As i understand, you prefer to get copper sulfate. 
You can convert the copper nitrate to copper sulfate with H2SO4 and distill off the nitric acid for reuse. 
If you evaporate the copper sulfate solution down until other base metals are pushed out as sulfates, decant hot and let it cool, CuSO4 crystals will formed to be collected. 
I just made a post about it in tutorials. 

To get silver out of solution, cementing on copper may be a better option for you in stead of the AgCl route. 
You collect the cemented silver and just melt it after washing.

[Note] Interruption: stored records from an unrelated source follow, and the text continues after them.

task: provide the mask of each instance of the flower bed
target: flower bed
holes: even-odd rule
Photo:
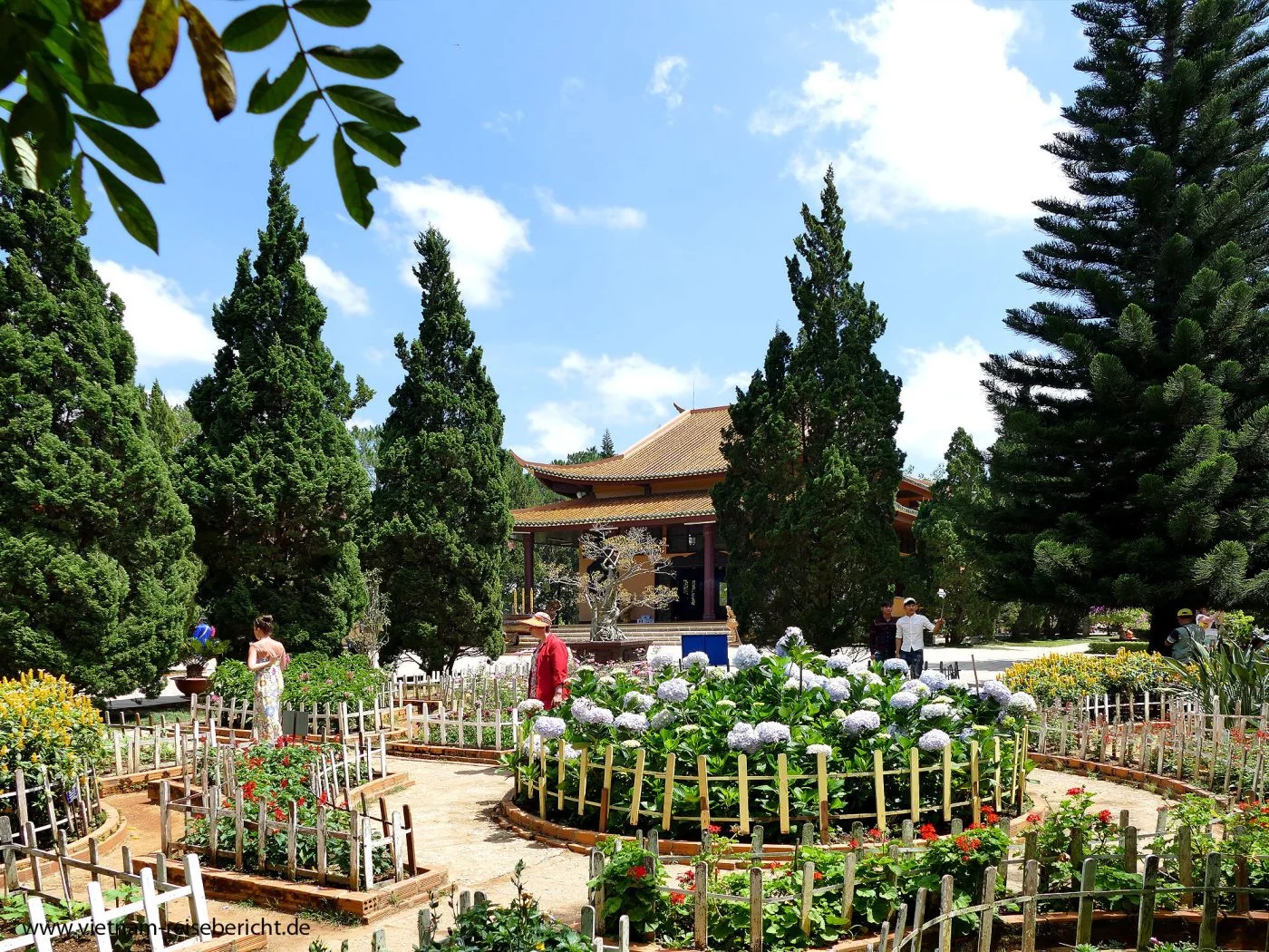
[[[388,682],[386,671],[372,668],[365,655],[330,655],[306,651],[291,659],[283,675],[282,703],[286,707],[358,702],[372,704]],[[212,691],[225,701],[251,701],[255,679],[237,660],[222,660],[212,675]]]
[[[901,660],[874,670],[799,645],[787,658],[741,646],[733,670],[683,664],[646,678],[584,666],[558,711],[524,702],[529,732],[508,758],[519,802],[602,831],[789,834],[810,820],[831,839],[854,823],[977,820],[1025,784],[1018,731],[1034,702],[996,682],[910,680]]]
[[[1148,651],[1121,647],[1109,658],[1081,654],[1043,655],[1013,664],[1000,678],[1041,704],[1074,703],[1104,694],[1157,692],[1179,684],[1176,666]]]

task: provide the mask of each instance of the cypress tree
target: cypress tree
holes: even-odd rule
[[[992,357],[986,514],[1006,597],[1179,607],[1269,602],[1269,4],[1075,6],[1089,76],[1048,151],[1047,199]]]
[[[225,345],[189,393],[199,434],[178,452],[207,565],[199,603],[226,635],[272,613],[292,651],[336,650],[365,607],[355,527],[369,481],[346,428],[371,397],[321,339],[326,321],[301,261],[303,221],[274,164],[255,260],[212,310]]]
[[[374,490],[374,562],[391,598],[388,654],[448,666],[464,647],[503,651],[501,574],[511,515],[503,411],[467,321],[449,244],[415,241],[419,336],[396,336],[405,380],[388,401]]]
[[[786,261],[797,340],[777,331],[737,391],[713,500],[741,628],[770,641],[797,625],[826,649],[862,635],[897,574],[902,411],[873,353],[886,319],[850,281],[832,169],[820,215],[802,206],[802,221]]]
[[[0,674],[156,692],[189,622],[194,531],[82,234],[65,188],[0,176]]]

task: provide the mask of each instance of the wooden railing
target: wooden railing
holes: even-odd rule
[[[160,862],[157,876],[148,868],[142,868],[140,875],[132,867],[128,848],[123,847],[123,867],[113,868],[103,866],[96,856],[96,840],[89,840],[93,845],[89,859],[74,859],[66,854],[66,840],[62,834],[56,850],[38,849],[14,838],[8,817],[0,817],[0,857],[4,866],[4,894],[24,894],[27,897],[27,918],[29,932],[25,935],[0,939],[0,952],[18,952],[19,949],[34,948],[37,952],[52,952],[53,939],[61,937],[94,937],[100,952],[110,952],[110,928],[117,923],[137,920],[143,935],[148,941],[151,952],[174,952],[175,949],[195,946],[211,937],[211,916],[207,911],[207,899],[203,895],[202,871],[197,856],[184,858],[185,885],[175,886],[166,881],[166,863]],[[28,882],[20,880],[20,863],[25,861]],[[56,864],[57,883],[61,896],[52,890],[44,889],[42,866]],[[66,908],[82,902],[76,899],[71,886],[71,871],[89,873],[86,883],[86,901],[89,915],[70,922],[51,925],[44,909],[44,902],[61,902]],[[105,895],[102,891],[103,880],[110,880],[115,890],[121,885],[136,887],[138,897],[135,901],[118,902],[110,908],[107,905]],[[171,915],[168,906],[173,902],[183,901],[188,904],[189,923],[181,930],[185,935],[175,942],[168,942],[165,933],[173,934],[169,922]]]
[[[996,812],[1005,807],[1014,807],[1027,802],[1027,770],[1024,769],[1025,751],[1028,746],[1027,731],[1015,735],[1008,743],[1011,746],[1009,768],[1005,769],[1005,748],[999,736],[992,739],[991,750],[983,755],[977,741],[970,741],[968,757],[966,760],[953,760],[950,745],[943,749],[939,763],[921,764],[921,753],[912,748],[909,751],[906,767],[890,767],[884,764],[881,750],[873,751],[873,769],[871,772],[835,772],[827,765],[827,755],[817,754],[815,759],[815,773],[791,773],[788,768],[788,755],[782,753],[777,759],[777,772],[774,774],[749,773],[749,762],[745,754],[737,755],[737,773],[733,776],[716,776],[708,770],[707,758],[700,755],[695,763],[680,765],[674,754],[666,755],[665,767],[661,770],[650,769],[647,765],[647,750],[638,748],[634,753],[634,764],[623,767],[615,764],[615,749],[612,746],[591,751],[589,748],[580,751],[571,751],[563,739],[555,745],[541,741],[537,735],[529,735],[529,741],[536,746],[532,757],[536,759],[536,769],[525,770],[520,760],[515,765],[515,792],[525,792],[529,800],[537,800],[538,814],[547,817],[548,810],[553,806],[557,812],[566,810],[575,812],[580,823],[588,807],[598,810],[598,829],[609,829],[609,817],[615,812],[623,819],[622,825],[638,828],[645,817],[659,821],[662,830],[669,830],[675,821],[699,823],[702,829],[711,824],[736,824],[742,834],[749,834],[751,825],[765,817],[755,817],[753,811],[753,790],[758,786],[770,784],[778,792],[778,820],[782,834],[789,833],[792,826],[801,820],[819,823],[820,835],[827,839],[830,826],[834,823],[849,823],[851,820],[867,821],[879,829],[886,829],[887,824],[909,816],[914,823],[925,816],[940,816],[943,820],[952,820],[953,811],[967,807],[973,821],[982,817],[985,805],[991,806]],[[523,743],[523,741],[520,741]],[[570,753],[572,758],[570,758]],[[566,790],[567,764],[571,759],[577,760],[579,783],[576,792]],[[598,774],[598,776],[594,776]],[[631,795],[623,802],[613,802],[613,779],[619,777],[629,779]],[[921,797],[923,778],[939,778],[938,790],[942,793],[939,802],[928,802]],[[647,795],[647,784],[655,781],[661,786],[660,803],[648,809],[643,805]],[[830,811],[829,786],[832,781],[844,781],[846,784],[859,787],[869,786],[873,809],[863,812],[834,814]],[[596,786],[598,782],[598,786]],[[801,816],[791,807],[792,792],[798,787],[810,788],[815,784],[819,815],[813,817]],[[553,784],[553,786],[552,786]],[[680,815],[673,811],[675,786],[684,784],[695,788],[694,797],[699,811],[692,815]],[[897,784],[906,784],[906,809],[891,806],[891,792]],[[624,783],[623,783],[624,786]],[[926,788],[934,784],[926,783]],[[739,793],[736,803],[739,814],[735,816],[721,815],[711,805],[711,790],[735,788]],[[957,791],[958,793],[954,793]],[[986,797],[983,796],[986,793]],[[598,797],[598,798],[596,798]],[[572,806],[569,806],[572,805]]]

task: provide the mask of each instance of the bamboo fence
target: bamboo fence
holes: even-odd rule
[[[28,839],[33,835],[28,831]],[[0,938],[0,952],[18,952],[25,948],[52,952],[56,938],[82,935],[95,937],[99,952],[110,952],[110,925],[128,919],[142,924],[151,952],[175,952],[204,942],[211,935],[211,916],[203,895],[203,878],[197,856],[184,858],[185,885],[175,886],[168,882],[168,864],[162,857],[159,858],[154,872],[143,867],[138,873],[132,864],[128,847],[124,845],[123,868],[108,867],[99,861],[96,840],[90,839],[89,858],[75,859],[66,854],[63,830],[58,831],[56,849],[39,849],[15,838],[9,819],[0,817],[0,857],[4,867],[4,895],[25,895],[30,925],[25,935]],[[25,883],[20,880],[22,861],[27,862],[29,882]],[[61,895],[52,891],[52,887],[44,889],[41,867],[49,863],[57,867],[56,877]],[[79,900],[72,890],[71,871],[86,872],[90,877],[86,883],[89,915],[51,925],[44,909],[46,901],[62,904],[67,909],[72,908],[72,904],[84,901]],[[123,883],[136,887],[140,899],[129,902],[115,900],[114,908],[109,908],[102,892],[102,882],[107,878],[115,890]],[[181,930],[188,933],[188,937],[169,943],[165,933],[171,934],[174,930],[170,929],[173,923],[169,922],[171,913],[168,906],[181,900],[188,904],[189,910],[188,927]]]
[[[810,819],[817,821],[820,836],[827,842],[834,823],[868,821],[878,829],[886,829],[891,821],[909,817],[912,823],[923,817],[940,816],[945,821],[953,819],[953,811],[967,807],[973,823],[982,819],[983,806],[991,806],[996,812],[1003,809],[1013,809],[1027,802],[1027,770],[1024,769],[1025,751],[1028,748],[1028,731],[1014,735],[1009,740],[1013,748],[1009,760],[1009,769],[1005,770],[1004,744],[999,736],[992,739],[991,750],[986,757],[980,750],[977,741],[970,741],[968,757],[966,760],[953,760],[952,748],[943,749],[939,763],[920,763],[920,751],[915,748],[909,751],[906,767],[884,765],[882,751],[873,751],[873,769],[869,772],[834,772],[829,769],[827,755],[816,755],[815,773],[789,773],[788,755],[782,753],[777,759],[777,772],[774,774],[749,773],[749,760],[745,754],[739,754],[737,773],[733,776],[711,774],[708,758],[700,755],[694,764],[685,764],[681,770],[674,754],[667,754],[665,768],[654,770],[647,767],[647,751],[638,748],[634,754],[633,767],[615,765],[615,749],[612,746],[591,751],[581,749],[576,754],[579,770],[577,792],[566,791],[566,776],[569,773],[567,745],[561,737],[552,745],[541,741],[536,745],[533,757],[537,759],[537,769],[527,772],[516,762],[515,765],[515,792],[522,792],[530,801],[537,800],[538,815],[547,817],[553,806],[557,812],[574,811],[577,821],[584,820],[588,807],[598,810],[598,829],[607,831],[609,819],[615,814],[624,819],[624,825],[638,828],[645,817],[660,823],[662,830],[670,830],[675,821],[699,823],[702,829],[711,824],[735,824],[742,835],[747,835],[754,823],[768,817],[754,816],[751,797],[758,787],[774,786],[778,793],[778,819],[782,834],[788,834],[793,825],[801,820]],[[534,735],[536,736],[536,735]],[[519,739],[518,739],[519,740]],[[694,768],[694,769],[693,769]],[[594,774],[599,774],[595,777]],[[627,802],[613,802],[614,778],[631,781],[631,796]],[[938,778],[939,784],[933,783]],[[598,781],[598,788],[593,783]],[[648,781],[661,784],[660,803],[651,807],[645,805]],[[791,801],[792,791],[802,784],[815,782],[819,802],[819,815],[806,817],[797,815]],[[871,784],[871,801],[873,809],[853,814],[830,812],[829,786],[832,781],[844,781],[848,786],[859,787]],[[553,782],[553,788],[552,788]],[[934,788],[942,793],[939,802],[928,802],[921,797],[921,786]],[[622,784],[624,786],[624,784]],[[676,786],[695,788],[695,802],[698,812],[680,815],[673,811],[674,791]],[[905,807],[892,806],[891,792],[906,786],[907,803]],[[736,803],[739,812],[736,816],[718,815],[711,809],[709,791],[718,788],[735,788],[737,791]],[[959,791],[957,796],[953,791]],[[983,797],[986,793],[986,798]],[[589,795],[589,796],[588,796]],[[596,797],[598,798],[593,798]],[[570,806],[571,805],[571,806]],[[576,825],[576,823],[574,823]]]
[[[1239,800],[1263,800],[1266,781],[1269,704],[1254,715],[1203,713],[1180,702],[1159,720],[1131,711],[1094,718],[1081,711],[1043,710],[1032,734],[1038,754],[1075,757],[1187,781]]]

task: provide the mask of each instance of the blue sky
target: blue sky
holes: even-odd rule
[[[202,8],[223,27],[242,4]],[[138,9],[108,20],[122,76]],[[728,402],[774,327],[794,326],[783,259],[834,161],[855,278],[890,321],[878,349],[905,381],[909,461],[933,470],[957,425],[990,440],[977,362],[1023,344],[1001,319],[1034,297],[1015,277],[1029,202],[1063,187],[1039,145],[1079,83],[1067,4],[377,0],[354,30],[302,37],[392,46],[405,66],[382,88],[423,123],[401,168],[369,160],[368,231],[343,213],[319,109],[288,176],[327,344],[378,391],[360,420],[387,414],[392,336],[418,326],[406,269],[429,221],[452,241],[509,447],[563,456],[607,426],[622,449],[673,401]],[[240,103],[293,55],[275,46],[232,57]],[[277,114],[214,123],[188,47],[148,95],[162,122],[138,137],[168,183],[137,190],[161,254],[98,187],[88,240],[128,303],[138,378],[179,399],[211,367],[211,306],[264,221]]]

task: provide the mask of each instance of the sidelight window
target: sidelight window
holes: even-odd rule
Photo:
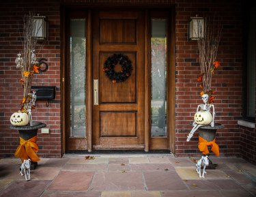
[[[70,136],[85,136],[85,19],[71,19],[70,37]]]
[[[167,136],[167,20],[151,20],[151,136]]]

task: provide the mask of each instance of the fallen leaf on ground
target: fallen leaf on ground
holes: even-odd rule
[[[85,156],[85,160],[94,160],[95,157],[94,156]]]

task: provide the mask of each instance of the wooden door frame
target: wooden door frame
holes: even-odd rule
[[[137,5],[136,5],[136,8],[138,7]],[[102,6],[96,6],[97,8],[102,8]],[[127,7],[124,6],[115,6],[115,7]],[[134,8],[132,5],[129,6],[130,7]],[[74,7],[72,6],[74,9]],[[65,99],[66,91],[66,85],[65,85],[65,78],[67,77],[67,73],[66,72],[66,37],[65,37],[65,14],[66,10],[68,10],[68,5],[61,5],[61,42],[62,43],[61,46],[61,65],[64,65],[63,67],[61,67],[61,153],[63,154],[66,152],[66,110],[65,108],[65,104],[66,100]],[[83,9],[87,9],[88,12],[88,22],[87,22],[87,108],[86,108],[86,118],[87,118],[87,151],[88,152],[91,152],[93,151],[92,148],[92,108],[93,108],[93,88],[92,88],[92,82],[93,82],[93,76],[92,76],[92,25],[91,25],[91,8],[94,7],[87,7],[85,6]],[[95,7],[94,7],[95,8]],[[171,35],[168,35],[168,52],[169,54],[167,55],[167,59],[169,61],[167,66],[169,66],[169,77],[167,78],[167,100],[169,102],[169,109],[167,110],[168,115],[167,115],[167,135],[169,137],[169,149],[173,153],[175,153],[175,6],[173,5],[162,5],[162,6],[159,6],[159,5],[152,5],[150,6],[147,6],[147,8],[142,8],[138,7],[138,9],[143,9],[141,11],[145,11],[145,93],[148,96],[145,96],[145,152],[150,151],[150,123],[148,120],[150,119],[150,102],[151,101],[149,93],[150,93],[150,80],[149,78],[149,76],[150,74],[150,67],[148,65],[150,62],[149,61],[150,55],[148,55],[149,52],[150,51],[150,47],[148,44],[149,40],[150,37],[148,36],[148,28],[149,28],[149,14],[148,10],[168,10],[170,12],[170,22],[169,23],[170,26],[169,27],[168,32],[170,33]],[[81,7],[78,7],[78,9],[81,9]]]

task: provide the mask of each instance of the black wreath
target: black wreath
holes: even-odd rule
[[[119,63],[122,67],[119,72],[115,71],[115,66]],[[125,81],[132,74],[132,62],[127,56],[122,54],[114,54],[109,57],[104,63],[103,71],[113,82]]]

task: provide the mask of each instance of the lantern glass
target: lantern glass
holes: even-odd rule
[[[189,20],[188,40],[197,40],[203,38],[205,29],[205,18],[203,17],[191,17]]]
[[[47,21],[45,16],[34,16],[35,29],[33,36],[38,40],[47,39]]]

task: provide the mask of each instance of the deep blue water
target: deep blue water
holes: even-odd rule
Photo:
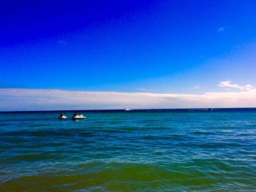
[[[1,191],[256,191],[253,110],[84,115],[0,113]]]

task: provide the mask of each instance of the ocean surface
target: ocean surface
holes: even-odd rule
[[[0,113],[0,191],[256,191],[256,110]]]

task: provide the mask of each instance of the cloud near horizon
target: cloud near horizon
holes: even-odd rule
[[[250,91],[254,88],[254,87],[250,84],[246,85],[239,85],[236,83],[232,83],[232,82],[230,80],[220,82],[217,85],[222,88],[236,88],[244,91]]]
[[[0,110],[252,107],[256,89],[203,94],[0,88]]]

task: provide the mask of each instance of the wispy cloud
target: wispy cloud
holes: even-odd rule
[[[0,88],[0,110],[238,107],[256,107],[256,89],[175,94]]]
[[[136,88],[136,90],[140,91],[141,92],[154,92],[155,90],[154,89],[146,89],[146,88]]]
[[[239,85],[236,83],[232,83],[230,80],[220,82],[217,85],[222,88],[235,88],[235,89],[239,89],[244,91],[250,91],[254,88],[254,87],[250,84],[248,84],[246,85]]]
[[[225,30],[225,28],[224,28],[224,27],[219,27],[219,28],[217,28],[217,31],[218,31],[219,33],[223,32],[224,30]]]

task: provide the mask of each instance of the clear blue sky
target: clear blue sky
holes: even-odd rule
[[[256,84],[256,1],[1,1],[0,86],[197,93]]]

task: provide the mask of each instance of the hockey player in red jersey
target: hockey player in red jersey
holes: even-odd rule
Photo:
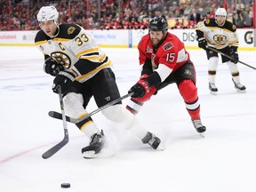
[[[41,30],[36,36],[35,44],[44,55],[44,72],[54,76],[52,91],[58,92],[58,87],[61,88],[65,112],[80,119],[88,114],[86,107],[92,97],[100,108],[120,98],[120,93],[111,60],[92,34],[76,24],[59,24],[58,18],[59,12],[54,6],[43,6],[39,10],[37,20]],[[134,128],[134,116],[121,104],[120,101],[109,106],[102,114],[124,128],[136,128],[135,135],[142,143],[158,149],[160,139],[143,127],[136,125]],[[82,148],[84,157],[97,157],[105,147],[103,132],[92,117],[76,125],[90,139],[89,145]]]
[[[206,128],[200,119],[200,104],[196,86],[196,70],[184,44],[168,32],[164,18],[155,17],[149,32],[139,43],[141,67],[140,80],[129,90],[134,92],[126,108],[136,114],[143,103],[157,91],[175,83],[196,130],[203,134]]]

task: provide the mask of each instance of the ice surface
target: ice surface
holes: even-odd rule
[[[122,95],[139,77],[136,49],[104,49],[113,60]],[[208,91],[204,51],[188,51],[197,70],[203,139],[193,128],[175,84],[147,102],[139,120],[158,135],[164,151],[145,146],[129,132],[93,116],[104,129],[115,156],[84,159],[88,139],[68,124],[70,141],[56,155],[42,154],[63,138],[62,122],[48,116],[60,111],[52,92],[52,77],[43,71],[35,47],[0,47],[0,191],[4,192],[254,192],[256,191],[256,71],[239,65],[246,93],[234,88],[226,64],[219,65],[217,96]],[[255,52],[239,52],[256,67]],[[128,100],[124,100],[124,104]],[[88,110],[96,109],[92,100]],[[60,184],[69,182],[69,189]]]

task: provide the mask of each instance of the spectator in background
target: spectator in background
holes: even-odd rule
[[[172,29],[173,28],[185,28],[185,27],[183,26],[183,22],[180,21],[179,19],[175,20],[175,24],[173,27],[172,27]]]
[[[196,24],[201,20],[201,14],[196,12],[196,10],[194,8],[192,9],[192,13],[189,16],[190,20],[194,20],[194,22]]]

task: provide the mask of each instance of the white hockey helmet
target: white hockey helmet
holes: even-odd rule
[[[59,12],[54,6],[43,6],[37,13],[37,20],[48,21],[54,20],[57,25],[57,20],[59,18]]]
[[[215,18],[217,15],[225,16],[225,19],[226,19],[227,12],[224,8],[218,8],[215,12]]]

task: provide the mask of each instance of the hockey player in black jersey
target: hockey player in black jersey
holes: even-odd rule
[[[231,22],[226,20],[226,10],[224,8],[218,8],[215,12],[215,19],[198,22],[196,26],[198,46],[206,51],[209,60],[209,89],[212,94],[217,94],[218,92],[215,85],[215,77],[219,57],[217,52],[207,49],[208,46],[232,57],[232,60],[230,60],[221,55],[222,62],[227,62],[236,91],[240,92],[246,92],[245,86],[240,83],[239,70],[236,65],[239,60],[236,28]]]
[[[100,108],[120,98],[120,93],[111,69],[111,60],[98,47],[93,36],[78,25],[59,25],[58,17],[54,6],[44,6],[39,10],[37,20],[41,30],[36,34],[35,44],[44,55],[44,70],[55,76],[52,91],[57,92],[57,87],[60,85],[66,113],[79,119],[86,116],[85,108],[92,96]],[[160,139],[137,125],[134,116],[121,104],[120,101],[105,108],[102,114],[123,127],[132,126],[143,143],[158,149]],[[103,132],[92,117],[76,126],[91,139],[89,146],[82,148],[84,157],[96,157],[104,147]]]

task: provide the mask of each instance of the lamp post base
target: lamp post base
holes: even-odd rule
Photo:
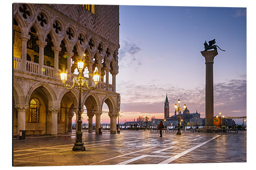
[[[176,133],[176,135],[181,135],[181,133],[180,133],[180,131],[178,131],[177,133]]]
[[[83,143],[75,143],[75,145],[73,147],[73,151],[84,151],[86,147],[83,145]]]

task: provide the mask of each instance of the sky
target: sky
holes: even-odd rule
[[[120,6],[121,122],[146,112],[170,116],[179,99],[205,117],[205,64],[200,51],[215,39],[214,115],[246,115],[246,8]],[[242,120],[236,119],[239,123]]]

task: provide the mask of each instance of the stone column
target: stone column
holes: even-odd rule
[[[77,132],[77,129],[78,129],[77,128],[77,120],[78,120],[78,110],[76,109],[74,111],[75,113],[76,113],[76,121],[75,121],[75,124],[76,124],[76,132]]]
[[[93,132],[93,117],[94,115],[93,113],[87,113],[87,116],[89,117],[88,121],[88,132]]]
[[[89,80],[88,81],[88,86],[91,87],[93,83],[93,64],[88,64],[88,70],[89,71]]]
[[[118,113],[109,112],[109,116],[110,117],[110,133],[116,133],[116,118]]]
[[[47,42],[42,40],[36,41],[36,44],[39,46],[39,68],[38,74],[44,75],[44,49],[47,45]]]
[[[57,46],[52,46],[54,52],[54,69],[53,69],[53,77],[55,79],[59,78],[59,53],[61,48]]]
[[[65,55],[67,56],[67,69],[68,69],[68,76],[67,80],[68,81],[71,81],[72,75],[71,75],[71,58],[74,55],[74,53],[71,52],[66,52]]]
[[[100,77],[99,79],[99,82],[98,83],[98,88],[102,89],[101,88],[101,82],[103,82],[103,80],[101,79],[103,79],[102,75],[101,74],[101,67],[102,66],[102,64],[96,64],[96,66],[98,68],[98,72],[100,74]],[[104,76],[104,75],[103,75]]]
[[[68,114],[68,118],[69,118],[68,132],[72,132],[72,117],[73,116],[74,114]]]
[[[109,91],[109,76],[110,76],[110,68],[105,68],[106,71],[106,90]]]
[[[112,75],[112,85],[114,86],[113,91],[116,92],[116,77],[118,71],[113,70],[110,73]]]
[[[214,60],[217,50],[201,52],[205,58],[205,126],[214,126]]]
[[[102,111],[99,111],[95,113],[96,115],[96,126],[95,132],[96,134],[99,134],[99,128],[100,128],[100,116],[102,114]]]
[[[17,104],[15,107],[18,112],[18,127],[17,136],[19,136],[20,130],[26,130],[26,112],[29,108],[28,105]]]
[[[50,107],[49,109],[51,115],[51,135],[57,135],[58,133],[58,112],[59,108]]]
[[[30,35],[24,33],[19,35],[19,38],[22,39],[22,61],[20,63],[20,69],[24,71],[27,70],[27,42],[30,38]]]

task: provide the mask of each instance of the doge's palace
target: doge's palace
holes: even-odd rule
[[[94,84],[95,70],[101,76],[96,90],[84,88],[82,93],[89,132],[92,132],[96,116],[98,133],[105,103],[110,132],[116,133],[119,28],[118,6],[13,4],[14,136],[19,130],[27,135],[71,132],[78,90],[65,89],[59,73],[67,70],[67,83],[73,84],[80,60],[84,62],[83,76],[89,86]]]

Further refining can be done with a silver nitrate cell. 

Martijn.


----------



## Tahmoures (Jan 31, 2022)

Martijn said:


> As i understand, you prefer to get copper sulfate.
> You can convert the copper nitrate to copper sulfate with H2SO4 and distill off the nitric acid for reuse.
> If you evaporate the copper sulfate solution down until other base metals are pushed out as sulfates, decant hot and let it cool, CuSO4 crystals will formed to be collected.
> I just made a post about it in tutorials.
> ...


Dear martjin
Thank you so much for your answer and advice
I'll check your post about copper sulfate

About silver refining, is cementation and after that melting purify silver or there are some other metals present in the final product?

Tahmoures


----------



## Martijn (Jan 31, 2022)

The first silver comes out the purest. The last bit is less pure and contains more copper. I think its from tiny pieces of copper flaking off at the end by irregular corrosion. 

Keep the copper fully submerged in the solution and stop when cementing slows down, or the color of the cement darkens, decant and cement out the last bit separately. Save that for inquarting gold when needed. 

Wash the silver with hot distilled water (many times with a little bit of water is better than a few times with a lot of water) and test for silver nitrate with a drop of HCL in a bit of the wash water. (White cloudy AgCl) Put all wash water with silver traces in the silver stockpot. 
Save the bit of silver chloride separately. Put it in the sun and watch it turn purple for fun. 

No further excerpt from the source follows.